问题
I have a time series of daily data from 1992 to 2018. So far I have converted to monthly data but I also need to obtain anomalies per month and I need to obtain the average of each month over all years to finish with 12 averages. One for each month from each individual average of each year.
I have done the following using Pandas:
df = pd.read_excel(filename, "Daily", index_col=0)

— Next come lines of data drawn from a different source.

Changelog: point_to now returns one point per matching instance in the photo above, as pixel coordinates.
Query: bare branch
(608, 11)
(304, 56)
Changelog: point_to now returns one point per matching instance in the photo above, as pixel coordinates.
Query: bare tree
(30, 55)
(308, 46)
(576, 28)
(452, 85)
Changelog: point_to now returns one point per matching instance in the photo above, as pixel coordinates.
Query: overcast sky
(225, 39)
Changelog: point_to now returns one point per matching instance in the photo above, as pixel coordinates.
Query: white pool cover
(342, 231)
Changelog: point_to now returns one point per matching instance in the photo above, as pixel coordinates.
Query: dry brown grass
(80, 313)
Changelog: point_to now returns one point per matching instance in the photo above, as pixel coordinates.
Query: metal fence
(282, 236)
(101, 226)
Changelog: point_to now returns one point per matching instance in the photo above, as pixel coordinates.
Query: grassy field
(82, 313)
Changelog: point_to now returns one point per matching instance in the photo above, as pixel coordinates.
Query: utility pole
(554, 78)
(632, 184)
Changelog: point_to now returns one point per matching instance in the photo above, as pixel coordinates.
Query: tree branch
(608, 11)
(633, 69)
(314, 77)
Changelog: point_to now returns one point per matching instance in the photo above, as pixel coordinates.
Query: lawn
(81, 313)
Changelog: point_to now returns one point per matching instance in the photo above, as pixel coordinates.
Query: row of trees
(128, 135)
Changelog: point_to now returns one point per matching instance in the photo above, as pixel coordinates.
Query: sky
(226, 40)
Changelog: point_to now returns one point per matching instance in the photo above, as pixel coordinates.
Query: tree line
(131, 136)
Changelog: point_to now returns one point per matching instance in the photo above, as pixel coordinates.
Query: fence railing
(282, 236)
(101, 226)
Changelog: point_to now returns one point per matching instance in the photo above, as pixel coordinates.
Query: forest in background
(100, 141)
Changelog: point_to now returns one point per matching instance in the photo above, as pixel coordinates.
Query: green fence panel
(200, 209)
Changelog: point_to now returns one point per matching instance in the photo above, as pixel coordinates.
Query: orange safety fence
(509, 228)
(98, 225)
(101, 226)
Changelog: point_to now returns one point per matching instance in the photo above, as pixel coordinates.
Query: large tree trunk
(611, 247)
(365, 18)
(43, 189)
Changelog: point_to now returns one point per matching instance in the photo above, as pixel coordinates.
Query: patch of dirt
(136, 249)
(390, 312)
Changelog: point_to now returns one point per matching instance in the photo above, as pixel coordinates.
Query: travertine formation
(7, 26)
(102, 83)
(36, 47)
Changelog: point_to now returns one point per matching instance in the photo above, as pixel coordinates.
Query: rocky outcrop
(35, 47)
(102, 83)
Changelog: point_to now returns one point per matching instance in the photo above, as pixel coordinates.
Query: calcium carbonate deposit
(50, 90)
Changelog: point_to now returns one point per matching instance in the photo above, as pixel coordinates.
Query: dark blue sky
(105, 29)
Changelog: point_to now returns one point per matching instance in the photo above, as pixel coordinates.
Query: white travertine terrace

df = df.resample("M").mean()
I have been trying to find how out to obtain now the average of each month every the whole time series but I have not found a way.
EDIT:
My data looks like this after resampling daily to monthly
1 2 3 ... 37 38 39
1992-01-31 0.306511 0.310543 0.211181 ... 0.352130 0.348108 0.304041
1992-02-29 0.306236 0.312186 0.211741 ... 0.353696 0.343948 0.311114
1992-03-31 0.259254 0.297998 0.195577 ... 0.329181 0.294966 0.278523
1992-04-30 0.229502 0.297078 0.186802 ... 0.298462 0.267629 0.249950
1992-05-31 0.188347 0.240783 0.159703 ... 0.251465 0.215796 0.205284
1992-06-30 0.150345 0.213644 0.129967 ... 0.220702 0.179280 0.178172
1992-07-31 0.144945 0.213217 0.118467 ... 0.224497 0.163502 0.171851
1992-08-31 0.145402 0.188320 0.115089 ... 0.209280 0.159910 0.158608
1992-09-30 0.151685 0.194237 0.123106 ... 0.216324 0.174529 0.154490
1992-10-31 0.169207 0.235069 0.129761 ... 0.240324 0.197842 0.172253
1992-11-30 0.223199 0.271601 0.175349 ... 0.280514 0.258155 0.223209
1992-12-31 0.241892 0.302605 0.192563 ... 0.328505 0.289020 0.256858
1993-01-31 0.263852 0.351839 0.207057 ... 0.362024 0.340665 0.278063
1993-02-28 0.309779 0.392905 0.244505 ... 0.374407 0.386738 0.330977
1993-03-31 0.301839 0.364442 0.230318 ... 0.377743 0.344132 0.336906
1993-04-30 0.271325 0.317197 0.209343 ... 0.345088 0.306911 0.289592
(Date is the index, not column 1. Column 1 starts with 0.306511, and so on) All the way to end of 2018. So I need to obtain the average of all the Januaries, all the Februaries, etc. for each one of the columns.
回答1:
What you need is groupby
:
m = df['Date'].dt.month
result = df.groupby(m).mean()
# Rename month 1 to January, 2 to February, etc.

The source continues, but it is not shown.